Category: SCOTUS MilJus Cases

Cert petition filed in Diamond

A cert petition has been filed in the case of Staff Sergeant John M. Diamond.  Here’s the QP:

Are statements to police investigating a crime per se nontestimonial for purposes of the Confrontation Clause if made by a person alleged to be a coconspirator of the accused?

Diamond also presents an interesting jurisdictional issue.  CAAF had previously granted Diamond’s petition for review and remanded the case to ACCA.  United States v. Diamond, 67 M.J. 247 (C.A.A.F. 2009) (summary disposition).  Upon remand, ACCA affirmed.  Then, on 19 October 2010, CAAF denied Diamond’s petitoin for review.  CAAF subsequently dismissed a petition to reconsider.  Do the Supremes have jurisdiction in such a case?
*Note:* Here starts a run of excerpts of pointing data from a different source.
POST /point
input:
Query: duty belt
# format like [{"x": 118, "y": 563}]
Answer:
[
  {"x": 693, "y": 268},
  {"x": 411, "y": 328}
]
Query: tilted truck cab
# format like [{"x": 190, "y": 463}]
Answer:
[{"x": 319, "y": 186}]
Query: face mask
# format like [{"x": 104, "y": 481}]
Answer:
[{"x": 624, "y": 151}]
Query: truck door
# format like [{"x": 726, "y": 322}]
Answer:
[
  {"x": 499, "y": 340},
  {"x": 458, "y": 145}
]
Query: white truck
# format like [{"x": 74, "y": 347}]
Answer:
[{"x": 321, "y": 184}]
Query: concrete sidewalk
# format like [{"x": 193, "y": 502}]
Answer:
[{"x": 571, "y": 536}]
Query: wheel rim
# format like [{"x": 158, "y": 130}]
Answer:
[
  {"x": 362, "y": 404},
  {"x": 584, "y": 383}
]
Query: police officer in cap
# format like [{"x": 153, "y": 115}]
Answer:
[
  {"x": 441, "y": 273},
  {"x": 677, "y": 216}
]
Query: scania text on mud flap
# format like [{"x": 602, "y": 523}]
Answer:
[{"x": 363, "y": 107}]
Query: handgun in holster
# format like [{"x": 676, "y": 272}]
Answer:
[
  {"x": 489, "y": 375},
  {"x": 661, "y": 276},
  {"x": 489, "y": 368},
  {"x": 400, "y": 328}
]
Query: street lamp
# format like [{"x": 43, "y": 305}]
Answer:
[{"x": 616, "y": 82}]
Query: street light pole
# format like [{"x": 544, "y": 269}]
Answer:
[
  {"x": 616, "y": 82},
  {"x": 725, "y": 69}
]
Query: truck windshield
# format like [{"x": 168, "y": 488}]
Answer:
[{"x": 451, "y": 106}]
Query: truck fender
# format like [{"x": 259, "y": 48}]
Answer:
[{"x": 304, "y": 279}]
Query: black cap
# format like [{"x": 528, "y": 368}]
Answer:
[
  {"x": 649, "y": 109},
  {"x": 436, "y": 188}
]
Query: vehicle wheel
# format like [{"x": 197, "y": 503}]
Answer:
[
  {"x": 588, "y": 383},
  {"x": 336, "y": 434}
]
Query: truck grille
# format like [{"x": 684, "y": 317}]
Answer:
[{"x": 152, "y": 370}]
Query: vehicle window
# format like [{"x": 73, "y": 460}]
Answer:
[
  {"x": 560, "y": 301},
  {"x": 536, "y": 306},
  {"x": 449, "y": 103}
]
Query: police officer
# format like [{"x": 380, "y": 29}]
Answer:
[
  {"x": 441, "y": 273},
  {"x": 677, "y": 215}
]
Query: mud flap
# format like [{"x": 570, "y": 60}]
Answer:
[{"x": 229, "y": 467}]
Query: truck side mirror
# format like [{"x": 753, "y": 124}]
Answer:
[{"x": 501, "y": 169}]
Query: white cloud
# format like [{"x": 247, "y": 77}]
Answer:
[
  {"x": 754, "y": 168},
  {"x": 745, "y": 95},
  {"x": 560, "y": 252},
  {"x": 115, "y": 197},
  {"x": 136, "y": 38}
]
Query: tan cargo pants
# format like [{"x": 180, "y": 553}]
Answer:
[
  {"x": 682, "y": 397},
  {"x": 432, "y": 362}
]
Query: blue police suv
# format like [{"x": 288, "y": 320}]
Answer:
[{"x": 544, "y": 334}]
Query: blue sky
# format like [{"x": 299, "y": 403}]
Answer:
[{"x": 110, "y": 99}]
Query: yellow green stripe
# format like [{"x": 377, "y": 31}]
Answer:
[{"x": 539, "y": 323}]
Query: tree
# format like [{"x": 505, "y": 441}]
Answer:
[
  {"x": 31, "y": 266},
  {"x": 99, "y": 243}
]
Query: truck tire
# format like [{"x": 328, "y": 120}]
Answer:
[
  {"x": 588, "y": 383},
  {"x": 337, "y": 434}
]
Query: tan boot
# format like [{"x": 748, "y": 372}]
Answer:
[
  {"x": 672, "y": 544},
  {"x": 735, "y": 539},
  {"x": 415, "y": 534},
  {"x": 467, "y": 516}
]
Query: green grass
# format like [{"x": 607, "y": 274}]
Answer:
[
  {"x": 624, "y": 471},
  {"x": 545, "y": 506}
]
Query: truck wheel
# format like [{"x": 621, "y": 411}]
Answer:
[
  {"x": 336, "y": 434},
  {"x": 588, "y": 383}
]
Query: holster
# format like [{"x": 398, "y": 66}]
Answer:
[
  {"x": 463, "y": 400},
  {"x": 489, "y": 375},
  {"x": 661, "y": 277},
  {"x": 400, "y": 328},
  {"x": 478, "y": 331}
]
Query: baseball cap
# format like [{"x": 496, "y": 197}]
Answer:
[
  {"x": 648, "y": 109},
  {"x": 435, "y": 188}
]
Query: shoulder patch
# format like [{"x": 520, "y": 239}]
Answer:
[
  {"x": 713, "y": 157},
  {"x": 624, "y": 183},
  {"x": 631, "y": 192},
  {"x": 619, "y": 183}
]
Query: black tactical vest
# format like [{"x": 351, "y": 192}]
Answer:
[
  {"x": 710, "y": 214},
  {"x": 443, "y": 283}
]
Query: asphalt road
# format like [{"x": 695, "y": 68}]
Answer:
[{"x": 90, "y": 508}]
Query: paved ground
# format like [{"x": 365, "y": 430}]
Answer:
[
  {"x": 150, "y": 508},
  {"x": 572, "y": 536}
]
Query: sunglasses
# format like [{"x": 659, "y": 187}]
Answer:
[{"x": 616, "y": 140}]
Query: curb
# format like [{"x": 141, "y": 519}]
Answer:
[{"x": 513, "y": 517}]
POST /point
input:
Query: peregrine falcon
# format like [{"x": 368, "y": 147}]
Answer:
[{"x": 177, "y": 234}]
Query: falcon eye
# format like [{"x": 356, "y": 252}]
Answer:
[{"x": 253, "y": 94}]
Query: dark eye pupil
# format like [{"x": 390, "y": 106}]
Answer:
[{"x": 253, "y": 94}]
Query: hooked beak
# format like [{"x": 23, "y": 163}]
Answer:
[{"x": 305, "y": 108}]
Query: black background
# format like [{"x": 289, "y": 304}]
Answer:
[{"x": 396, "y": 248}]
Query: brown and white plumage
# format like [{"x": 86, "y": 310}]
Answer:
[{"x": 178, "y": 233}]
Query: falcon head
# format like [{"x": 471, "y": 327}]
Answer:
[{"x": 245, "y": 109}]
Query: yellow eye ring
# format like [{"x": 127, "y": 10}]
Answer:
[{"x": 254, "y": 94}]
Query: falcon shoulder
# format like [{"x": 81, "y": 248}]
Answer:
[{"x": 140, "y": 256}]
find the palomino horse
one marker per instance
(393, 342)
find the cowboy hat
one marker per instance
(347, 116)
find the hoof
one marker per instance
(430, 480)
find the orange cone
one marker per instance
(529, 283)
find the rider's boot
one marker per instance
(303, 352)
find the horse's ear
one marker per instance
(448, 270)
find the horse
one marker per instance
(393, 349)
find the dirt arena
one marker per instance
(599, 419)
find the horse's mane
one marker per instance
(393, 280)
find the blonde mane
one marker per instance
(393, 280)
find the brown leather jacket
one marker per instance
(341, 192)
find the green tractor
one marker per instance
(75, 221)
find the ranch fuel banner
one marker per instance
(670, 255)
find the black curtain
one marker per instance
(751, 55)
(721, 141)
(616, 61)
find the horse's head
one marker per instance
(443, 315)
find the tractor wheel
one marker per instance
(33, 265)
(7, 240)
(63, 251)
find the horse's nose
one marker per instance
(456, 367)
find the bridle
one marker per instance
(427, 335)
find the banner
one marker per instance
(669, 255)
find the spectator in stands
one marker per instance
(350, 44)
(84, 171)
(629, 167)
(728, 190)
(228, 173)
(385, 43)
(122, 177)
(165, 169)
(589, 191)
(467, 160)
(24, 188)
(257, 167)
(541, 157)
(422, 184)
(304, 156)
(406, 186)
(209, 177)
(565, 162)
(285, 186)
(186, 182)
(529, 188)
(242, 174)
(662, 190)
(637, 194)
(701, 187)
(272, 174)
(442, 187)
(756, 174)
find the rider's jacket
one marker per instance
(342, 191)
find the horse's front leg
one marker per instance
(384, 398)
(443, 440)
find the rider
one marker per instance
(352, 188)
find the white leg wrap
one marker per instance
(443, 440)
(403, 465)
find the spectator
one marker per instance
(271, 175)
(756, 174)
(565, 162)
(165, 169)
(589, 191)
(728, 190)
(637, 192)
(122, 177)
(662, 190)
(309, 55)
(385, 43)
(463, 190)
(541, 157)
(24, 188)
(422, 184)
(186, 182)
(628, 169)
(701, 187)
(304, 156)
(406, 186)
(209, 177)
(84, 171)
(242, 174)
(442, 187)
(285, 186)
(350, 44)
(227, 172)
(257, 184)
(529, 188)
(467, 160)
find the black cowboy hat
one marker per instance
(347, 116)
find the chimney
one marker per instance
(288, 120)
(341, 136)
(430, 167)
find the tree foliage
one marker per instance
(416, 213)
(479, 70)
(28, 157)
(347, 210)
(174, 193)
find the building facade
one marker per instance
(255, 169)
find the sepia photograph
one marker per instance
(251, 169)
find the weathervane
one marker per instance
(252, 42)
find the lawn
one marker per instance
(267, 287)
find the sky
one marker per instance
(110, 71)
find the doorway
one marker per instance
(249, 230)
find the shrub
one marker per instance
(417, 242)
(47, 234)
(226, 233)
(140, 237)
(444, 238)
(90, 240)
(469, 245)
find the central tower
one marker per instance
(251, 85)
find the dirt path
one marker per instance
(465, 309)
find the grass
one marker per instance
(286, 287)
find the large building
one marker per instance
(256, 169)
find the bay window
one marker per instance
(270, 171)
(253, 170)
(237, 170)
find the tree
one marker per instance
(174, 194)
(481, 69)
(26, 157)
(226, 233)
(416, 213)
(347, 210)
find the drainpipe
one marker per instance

Mullins cert petition distributed for 7 January conference

The cert petition in Mullins v. United States, No. 10-710, which is available here and which we discussed here, has been distributed for the 7 January conference.  The SG waived response.

Mullins cert petition

We’ve now obtained a copy of the Mullins cert petition, No. 10-710, which we’ve posted here.  Here’s the QP:

Whether the analysis used by the United States Court of Appeals for the Armed Forces to test for due process violations arising from excessive appellate delay contradicts this Court’s decisions in Strickland v. Washington, Ake v. Oklahoma, and United States v. Bagley, and the tests used by a vast majority of the circuits, by testing for prejudice twice: first, in determining whether a due process violation exists; and second, in determining whether such violation was harmless beyond a reasonable doubt.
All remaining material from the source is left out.